Un verrou pour Hangar Flying
Il est temps de travailler dans le cockpit. Je m'installe d'abord dans le simulateur de procédures développé par Airbus. L'équipage du futur A380 s'entraîne aux procédures sur différents écrans tactiles. Ensuite, je prends place à gauche dans le simulateur de vol CAE. Entre deux équipages, Xavier a réussi à nous réserver une place dans ce simulateur très fréquenté.
![]() | L'Airbus (www.airbus.com) a développé un simulateur de procédures. Dans ce simulateur, les systèmes sont pilotés à l'aide d'écrans tactiles. |
![]() | Photo prise dans le simulateur de vol CAE A380. Airbus collabore également avec le fabricant de simulateurs Thales. |
Je n'ai pas de cartes de vol papier. À part une cockpit en verre est-ce aussi un cockpit sans papierÀ ma gauche et à ma droite se trouve le Système d'Information de Bord (OIS), qui affiche une grande partie des anciennes informations papier. Le grand EFIS (Système d'Information Électronique) rectangulaire affiche, entre autres, une vue horizontale et transversale de notre itinéraire. L'ECAM (Moniteur Électronique Centralisé de l'Aéronef) affiche les paramètres du moteur et des systèmes. À ma droite, j'utilise le Contrôle du Curseur du Clavier, un système de contrôle de souris avancé qui me permet d'accéder à tous les écrans et de les utiliser avec un curseur. Devant moi se trouve un clavier dépliable pour saisir des instructions.

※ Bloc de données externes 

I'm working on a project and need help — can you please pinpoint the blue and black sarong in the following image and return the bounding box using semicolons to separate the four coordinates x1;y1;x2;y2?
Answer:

![]() | Xavier Lesceu devant le simulateur A380. Le 14 mars 2007, quatre anciens pilotes de la Sabena sont devenus les premiers au monde à obtenir une licence pour piloter l'Airbus A380. Les licences ont été remises à Jacques Drappier, Jean-Marc Elias, Patrick Lelotte et Xavier Lesceu par Jules Kneepens, directeur général de la Direction générale de l'aviation civile. |
De nouveaux systèmes comme le Brake-to-Vacate sont remarquables. Avant l'atterrissage, le pilote peut déterminer précisément où l'avion doit s'arrêter sur la piste. Cela permet une sortie optimale vers une voie de circulation ou une meilleure protection contre les arrêts intempestifs en bout de piste. Le système de navigation aéroportuaire embarqué (OANS) affiche une carte de l'aéroport. Ce qui me frappe également dans ce cockpit ultramoderne, ce sont certains systèmes traditionnels encore exigés par les autorités aéronautiques. Par exemple, le compas est placé au-dessus de l'unité de contrôle de vol, entre les hublots du pilote et du copilote. La position du train d'atterrissage est également affichée non seulement sur les écrans d'ordinateur, mais aussi par des voyants traditionnels.
Victoire pour la Belgique
François Caudron et Xavier Lesceu ne sont certainement pas les seuls Belges à travailler ici à Toulouse. Ils bénéficient d'excellentes perspectives d'avenir dans un environnement international. Nos compatriotes contribuent à façonner l'avenir de cette entreprise aéronautique européenne. Avec l'aide de nombreux collaborateurs, nos experts belges de l'aviation contribuent à faire connaître Airbus sur la scène internationale. C'est également un atout pour notre propre industrie aéronautique, très réputée à Toulouse.